Statistical Analyses
Most studies of BCS have applied ANOVA or some kind of mixed model (e.g., Evans, 1978; Nicholson and Sayers, 1987; Audigé et al., 1998; Veerkamp et al., 2002; Dechow et al., 2003). However, the assumptions for using mixed models or ANOVA appear to have been violated either because the BCS was recorded with discrete values, heterogeneity of variance among classifiers could be expected (Veerkamp et al., 2002), or the numbers of observations in each subgroup of that study were rather small. For the same reasons, significance tests have not been used except for aggregating kappa values. The Bland–Altman test to explore agreement between quantitative variables (described by Ersbøll et al., 2004) also has been omitted for these reasons. Standard deviations have been calculated in several instances to allow readers to compare current findings with other studies in which standard deviations were used to describe the data. Although the ideal tool to study this research question may be Bayesian threshold modeling (Baadsgaard and Jørgensen, 2003), the number of measurements within each stratum appears to have been too scarce to apply this method. Finally, the correlation coefficients derived from mixed models (repeatability estimates) have been measures of linear associations, rather than agreement (Ersbøll et al., 2004).

In this study, PROC UNIVARIATE was used for descriptive analyses. Because BCS is an ordinal score, the weighted kappa coefficient (Ersbøll et al., 2004; PROC FREQ, pp. 227–230, SAS Institute, 1996) was used to assess agreement among classifiers that exceeded agreement by chance. Values 1 and 0 represent perfect agreement and no agreement, respectively. Values of 0.4 or above are arbitrarily taken to indicate at least moderate agreement, and values above 0.8 are assumed to indicate excellent agreement (suggested thresholds as summarized by Ersbøll et al., 2004). The weights were based on numerical BCS values (1 to 5). A sensitivity analysis was done to estimate the effect of changing the weights. However, even substantial changes in both directions had only marginal effects. The default Cicchetti–Alison weight type was applied. In PROC FREQ, an altenative Fleiss–Cohen weight type can be applied. This type generally yielded higher kappa values (typically a 0.2-unit increase) but did not change the conclusions. Where the available test of equality of strata was statistically nonsignificant, the kappa values of the individual classifiers could be collapsed into an overall kappa value (pp. 227–230, SAS Institute, 1996).

In addition to being a generally accepted tool to assess agreement, the kappa index was chosen for this study for the following reasons: First, the analytical setup with cross-tabulation is intuitively simple for the end users. Second, end users can easily calculate the index in their own context and compare their results with our findings. Consequently, the current study supplied useful information for benchmarking in the field.

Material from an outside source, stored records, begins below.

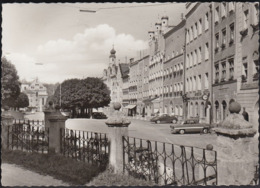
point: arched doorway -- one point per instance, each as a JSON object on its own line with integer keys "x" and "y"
{"x": 216, "y": 111}
{"x": 202, "y": 115}
{"x": 196, "y": 110}
{"x": 224, "y": 110}
{"x": 191, "y": 109}
{"x": 255, "y": 116}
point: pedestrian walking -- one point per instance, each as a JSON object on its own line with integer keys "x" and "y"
{"x": 245, "y": 114}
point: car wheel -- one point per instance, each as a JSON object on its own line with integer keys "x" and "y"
{"x": 205, "y": 131}
{"x": 174, "y": 121}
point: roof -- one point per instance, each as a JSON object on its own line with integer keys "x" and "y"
{"x": 124, "y": 68}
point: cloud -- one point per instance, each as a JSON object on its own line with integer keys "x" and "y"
{"x": 86, "y": 54}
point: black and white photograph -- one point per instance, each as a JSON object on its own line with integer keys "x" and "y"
{"x": 130, "y": 94}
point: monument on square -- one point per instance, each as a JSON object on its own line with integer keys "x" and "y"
{"x": 237, "y": 149}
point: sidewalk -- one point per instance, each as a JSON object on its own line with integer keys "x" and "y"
{"x": 13, "y": 175}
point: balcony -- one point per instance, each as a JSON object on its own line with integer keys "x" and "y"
{"x": 244, "y": 32}
{"x": 231, "y": 42}
{"x": 255, "y": 27}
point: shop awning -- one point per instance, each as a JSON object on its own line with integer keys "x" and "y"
{"x": 130, "y": 106}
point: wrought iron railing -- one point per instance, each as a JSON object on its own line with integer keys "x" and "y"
{"x": 85, "y": 146}
{"x": 168, "y": 164}
{"x": 27, "y": 135}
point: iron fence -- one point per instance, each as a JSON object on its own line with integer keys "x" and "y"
{"x": 168, "y": 164}
{"x": 85, "y": 146}
{"x": 27, "y": 135}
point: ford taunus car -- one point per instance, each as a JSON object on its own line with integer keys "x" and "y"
{"x": 190, "y": 126}
{"x": 164, "y": 118}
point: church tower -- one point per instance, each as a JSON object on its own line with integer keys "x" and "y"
{"x": 112, "y": 57}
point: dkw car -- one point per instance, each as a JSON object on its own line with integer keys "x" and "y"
{"x": 164, "y": 118}
{"x": 190, "y": 126}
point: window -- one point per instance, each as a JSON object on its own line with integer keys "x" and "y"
{"x": 191, "y": 87}
{"x": 191, "y": 33}
{"x": 206, "y": 80}
{"x": 206, "y": 51}
{"x": 199, "y": 82}
{"x": 200, "y": 27}
{"x": 216, "y": 73}
{"x": 195, "y": 30}
{"x": 245, "y": 19}
{"x": 244, "y": 71}
{"x": 195, "y": 57}
{"x": 187, "y": 61}
{"x": 206, "y": 21}
{"x": 223, "y": 73}
{"x": 224, "y": 38}
{"x": 255, "y": 70}
{"x": 232, "y": 36}
{"x": 256, "y": 13}
{"x": 191, "y": 59}
{"x": 216, "y": 15}
{"x": 216, "y": 41}
{"x": 187, "y": 37}
{"x": 194, "y": 83}
{"x": 231, "y": 69}
{"x": 199, "y": 55}
{"x": 223, "y": 10}
{"x": 231, "y": 6}
{"x": 187, "y": 85}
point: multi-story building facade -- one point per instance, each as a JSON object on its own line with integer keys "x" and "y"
{"x": 247, "y": 51}
{"x": 133, "y": 89}
{"x": 37, "y": 94}
{"x": 173, "y": 70}
{"x": 224, "y": 66}
{"x": 198, "y": 61}
{"x": 157, "y": 56}
{"x": 112, "y": 77}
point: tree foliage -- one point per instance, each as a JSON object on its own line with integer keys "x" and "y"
{"x": 86, "y": 93}
{"x": 22, "y": 101}
{"x": 10, "y": 83}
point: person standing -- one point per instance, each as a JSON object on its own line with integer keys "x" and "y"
{"x": 245, "y": 114}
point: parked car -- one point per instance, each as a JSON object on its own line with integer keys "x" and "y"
{"x": 99, "y": 115}
{"x": 164, "y": 118}
{"x": 190, "y": 126}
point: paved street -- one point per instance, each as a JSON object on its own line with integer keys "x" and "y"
{"x": 146, "y": 130}
{"x": 13, "y": 175}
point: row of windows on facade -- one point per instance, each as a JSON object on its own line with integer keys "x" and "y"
{"x": 194, "y": 58}
{"x": 196, "y": 110}
{"x": 167, "y": 89}
{"x": 221, "y": 11}
{"x": 166, "y": 72}
{"x": 195, "y": 83}
{"x": 224, "y": 73}
{"x": 224, "y": 37}
{"x": 196, "y": 30}
{"x": 255, "y": 14}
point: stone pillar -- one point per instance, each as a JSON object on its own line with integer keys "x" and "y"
{"x": 6, "y": 122}
{"x": 116, "y": 147}
{"x": 54, "y": 121}
{"x": 237, "y": 149}
{"x": 118, "y": 127}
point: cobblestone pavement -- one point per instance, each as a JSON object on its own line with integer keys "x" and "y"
{"x": 13, "y": 175}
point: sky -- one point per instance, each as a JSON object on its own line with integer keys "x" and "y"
{"x": 57, "y": 41}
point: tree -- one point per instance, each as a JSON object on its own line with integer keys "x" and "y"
{"x": 22, "y": 101}
{"x": 85, "y": 94}
{"x": 10, "y": 83}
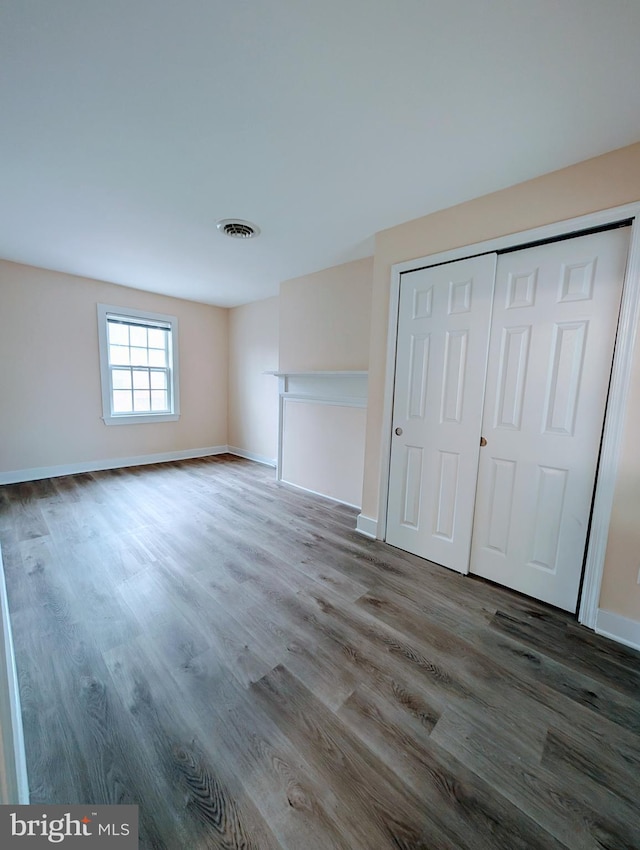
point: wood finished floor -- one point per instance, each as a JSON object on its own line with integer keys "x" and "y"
{"x": 232, "y": 657}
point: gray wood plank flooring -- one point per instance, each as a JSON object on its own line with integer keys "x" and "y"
{"x": 232, "y": 657}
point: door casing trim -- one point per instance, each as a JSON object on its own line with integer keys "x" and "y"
{"x": 618, "y": 393}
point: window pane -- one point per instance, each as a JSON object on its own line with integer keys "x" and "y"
{"x": 157, "y": 338}
{"x": 118, "y": 334}
{"x": 158, "y": 400}
{"x": 121, "y": 379}
{"x": 138, "y": 356}
{"x": 157, "y": 357}
{"x": 122, "y": 401}
{"x": 140, "y": 379}
{"x": 118, "y": 355}
{"x": 158, "y": 380}
{"x": 141, "y": 400}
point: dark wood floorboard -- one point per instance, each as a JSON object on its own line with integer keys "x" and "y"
{"x": 231, "y": 656}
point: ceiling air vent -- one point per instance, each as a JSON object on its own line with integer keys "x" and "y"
{"x": 237, "y": 228}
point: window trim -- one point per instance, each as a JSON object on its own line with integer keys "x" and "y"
{"x": 108, "y": 416}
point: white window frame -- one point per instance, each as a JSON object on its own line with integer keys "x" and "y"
{"x": 125, "y": 313}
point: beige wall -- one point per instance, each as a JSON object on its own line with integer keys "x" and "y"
{"x": 50, "y": 398}
{"x": 599, "y": 183}
{"x": 324, "y": 449}
{"x": 325, "y": 319}
{"x": 253, "y": 396}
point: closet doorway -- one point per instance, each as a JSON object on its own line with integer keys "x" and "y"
{"x": 502, "y": 370}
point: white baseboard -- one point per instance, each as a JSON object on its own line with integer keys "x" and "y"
{"x": 316, "y": 493}
{"x": 14, "y": 783}
{"x": 267, "y": 461}
{"x": 617, "y": 627}
{"x": 36, "y": 473}
{"x": 367, "y": 526}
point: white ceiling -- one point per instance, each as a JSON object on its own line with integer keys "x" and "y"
{"x": 129, "y": 127}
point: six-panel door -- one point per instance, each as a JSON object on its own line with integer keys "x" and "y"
{"x": 443, "y": 336}
{"x": 553, "y": 332}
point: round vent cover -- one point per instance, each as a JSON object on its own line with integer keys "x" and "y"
{"x": 237, "y": 228}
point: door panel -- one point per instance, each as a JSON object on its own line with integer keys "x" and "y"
{"x": 443, "y": 336}
{"x": 553, "y": 332}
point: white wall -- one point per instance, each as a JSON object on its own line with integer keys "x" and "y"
{"x": 50, "y": 397}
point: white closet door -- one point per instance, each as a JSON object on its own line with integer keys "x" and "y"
{"x": 552, "y": 338}
{"x": 443, "y": 336}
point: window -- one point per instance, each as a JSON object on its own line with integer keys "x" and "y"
{"x": 138, "y": 366}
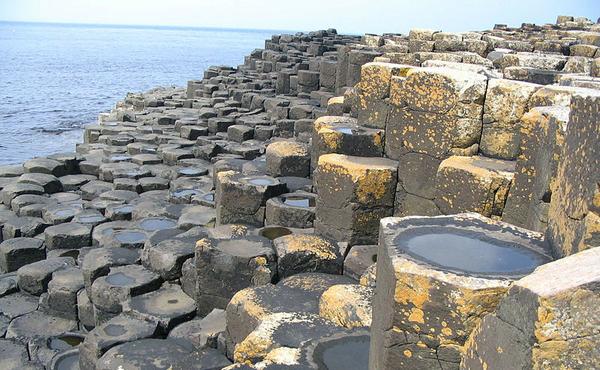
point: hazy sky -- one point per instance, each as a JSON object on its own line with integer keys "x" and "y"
{"x": 355, "y": 16}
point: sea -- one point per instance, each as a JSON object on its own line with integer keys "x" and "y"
{"x": 55, "y": 78}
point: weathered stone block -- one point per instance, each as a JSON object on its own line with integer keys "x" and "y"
{"x": 343, "y": 135}
{"x": 298, "y": 253}
{"x": 288, "y": 158}
{"x": 225, "y": 266}
{"x": 505, "y": 103}
{"x": 542, "y": 138}
{"x": 18, "y": 252}
{"x": 353, "y": 194}
{"x": 473, "y": 184}
{"x": 347, "y": 305}
{"x": 373, "y": 89}
{"x": 242, "y": 199}
{"x": 427, "y": 303}
{"x": 547, "y": 320}
{"x": 574, "y": 216}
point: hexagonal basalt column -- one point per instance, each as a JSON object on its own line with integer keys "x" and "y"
{"x": 343, "y": 135}
{"x": 548, "y": 320}
{"x": 291, "y": 210}
{"x": 354, "y": 193}
{"x": 225, "y": 266}
{"x": 434, "y": 111}
{"x": 574, "y": 215}
{"x": 473, "y": 184}
{"x": 242, "y": 199}
{"x": 505, "y": 103}
{"x": 288, "y": 158}
{"x": 436, "y": 279}
{"x": 373, "y": 89}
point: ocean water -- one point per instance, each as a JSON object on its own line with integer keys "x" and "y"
{"x": 55, "y": 78}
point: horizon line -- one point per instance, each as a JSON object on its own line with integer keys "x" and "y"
{"x": 123, "y": 25}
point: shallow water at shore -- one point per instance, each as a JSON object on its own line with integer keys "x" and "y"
{"x": 56, "y": 78}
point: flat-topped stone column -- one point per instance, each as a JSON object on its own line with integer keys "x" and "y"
{"x": 436, "y": 279}
{"x": 242, "y": 199}
{"x": 354, "y": 193}
{"x": 548, "y": 320}
{"x": 574, "y": 215}
{"x": 344, "y": 135}
{"x": 226, "y": 266}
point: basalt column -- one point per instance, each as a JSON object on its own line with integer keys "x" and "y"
{"x": 437, "y": 277}
{"x": 548, "y": 320}
{"x": 354, "y": 193}
{"x": 434, "y": 113}
{"x": 575, "y": 208}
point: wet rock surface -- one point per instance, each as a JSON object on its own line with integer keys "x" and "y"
{"x": 237, "y": 219}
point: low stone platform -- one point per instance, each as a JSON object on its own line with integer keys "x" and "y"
{"x": 242, "y": 222}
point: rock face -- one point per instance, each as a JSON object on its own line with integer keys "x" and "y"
{"x": 546, "y": 320}
{"x": 426, "y": 305}
{"x": 244, "y": 218}
{"x": 574, "y": 216}
{"x": 354, "y": 193}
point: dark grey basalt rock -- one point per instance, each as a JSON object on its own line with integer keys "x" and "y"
{"x": 18, "y": 304}
{"x": 298, "y": 253}
{"x": 119, "y": 330}
{"x": 201, "y": 332}
{"x": 242, "y": 199}
{"x": 168, "y": 306}
{"x": 145, "y": 354}
{"x": 62, "y": 292}
{"x": 18, "y": 252}
{"x": 98, "y": 262}
{"x": 38, "y": 323}
{"x": 34, "y": 277}
{"x": 45, "y": 349}
{"x": 110, "y": 292}
{"x": 359, "y": 258}
{"x": 67, "y": 236}
{"x": 225, "y": 266}
{"x": 291, "y": 210}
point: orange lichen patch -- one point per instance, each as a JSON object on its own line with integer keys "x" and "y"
{"x": 250, "y": 301}
{"x": 335, "y": 100}
{"x": 287, "y": 148}
{"x": 331, "y": 138}
{"x": 372, "y": 177}
{"x": 473, "y": 305}
{"x": 202, "y": 244}
{"x": 591, "y": 236}
{"x": 310, "y": 244}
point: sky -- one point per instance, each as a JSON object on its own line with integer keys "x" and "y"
{"x": 350, "y": 16}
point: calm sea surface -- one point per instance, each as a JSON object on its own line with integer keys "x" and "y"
{"x": 56, "y": 78}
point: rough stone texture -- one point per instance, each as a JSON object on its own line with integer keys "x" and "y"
{"x": 238, "y": 200}
{"x": 354, "y": 193}
{"x": 423, "y": 314}
{"x": 505, "y": 104}
{"x": 473, "y": 184}
{"x": 542, "y": 139}
{"x": 248, "y": 307}
{"x": 548, "y": 320}
{"x": 373, "y": 89}
{"x": 299, "y": 253}
{"x": 223, "y": 267}
{"x": 343, "y": 135}
{"x": 574, "y": 216}
{"x": 288, "y": 158}
{"x": 434, "y": 110}
{"x": 347, "y": 305}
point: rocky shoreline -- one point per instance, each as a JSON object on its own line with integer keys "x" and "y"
{"x": 284, "y": 214}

The terms "validity" and "precision" are used to define the quality of the recordings. The validity of a measurement tool is defined as the average ability of the tool to provide the correct estimate of the condition of interest. Precision is defined as the degree of repeatability (or reproducibility) of the measurements on the same observational units.


    RESULTS AND DISCUSSION
 TOP
 ABSTRACT
 INTRODUCTION
 MATERIALS AND METHODS
 RESULTS AND DISCUSSION
 CONCLUSIONS
 ACKNOWLEDGEMENTS
 REFERENCES
 
BCS Data and Distribution of BCS
The mean, standard deviation, range, lower quartile, and upper quartile of BCS across classifiers and herds were 3.17, 0.48, 2.25 to 4.50, 2.75, and 3.50, respectively. The range of BCS in the current study was slightly narrower than the 1.5 to 4.5 range in the study by Ferguson et al. (1994). However, Ferguson et al. did express reservations toward using the scale below 2.50 units. It was not an objective of this study to estimate the distribution of BCS in Danish Holstein cows. Nor is it certain how the 5-point scale used in the current study relates to other BCS described in the literature. However, based on meetings with fellow consultants in Denmark and other countries, the 5-point scales applied seemed to be similar. There is a genuine need for tools that can be used to calibrate body condition scoring protocols both nationally and internationally, as demonstrated by Roche et al. (2004).

The Kolmogorov–Smirnov tests for normality (Ersbøll et al., 2004) of the crude BCS showed that the null hypothesis should be rejected (P <0.01). Deviation from the normal distribution was the result, mainly because there were too few observations in the lower range. This indicates that a one-sample t-test to compare a sample of BCS with a given target (which is relevant for benchmarking) may not be valid.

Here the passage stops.